[PATCH 5/5] pintrl: meson: add support for GPIO interrupts
Linus Walleij
linus.walleij at linaro.org
Thu May 11 08:10:36 PDT 2017
On Sun, May 7, 2017 at 6:34 PM, Heiner Kallweit <hkallweit1 at gmail.com> wrote:
> Add support for GPIO interrupts on Amlogic Meson SoC's.
>
> There's a limit of 8 parent interupts which can be used in total.

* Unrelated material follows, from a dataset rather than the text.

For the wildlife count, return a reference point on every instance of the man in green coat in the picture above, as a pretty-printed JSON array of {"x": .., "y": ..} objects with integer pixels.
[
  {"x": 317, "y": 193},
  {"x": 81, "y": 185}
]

> Note that IRQ_TYPE_EDGE_BOTH interrupts reserve two parent IRQ's,
> one for each edge.
>
> Signed-off-by: Heiner Kallweit <hkallweit1 at gmail.com>
(..)
> select GPIOLIB
> + select GPIOLIB_IRQCHIP
This is nice.
> +static int meson_gpio_to_hwirq(struct meson_bank *bank, unsigned int offset)
> +{
> + int hwirq;
> +
> + if (bank->irq_first < 0)
> + /* this bank cannot generate irqs */
> + return -EINVAL;
> +
> + hwirq = offset - bank->first + bank->irq_first;
> +
> + if (hwirq > bank->irq_last)
> + /* this pin cannot generate irqs */
> + return -EINVAL;
> +
> + return hwirq;
> +}
So this is the kind of stuff I want the gpiolib core to handle. We
cant just proliferate
hundreds of drivers to bank-to-irq mappings of cascaded IRQs.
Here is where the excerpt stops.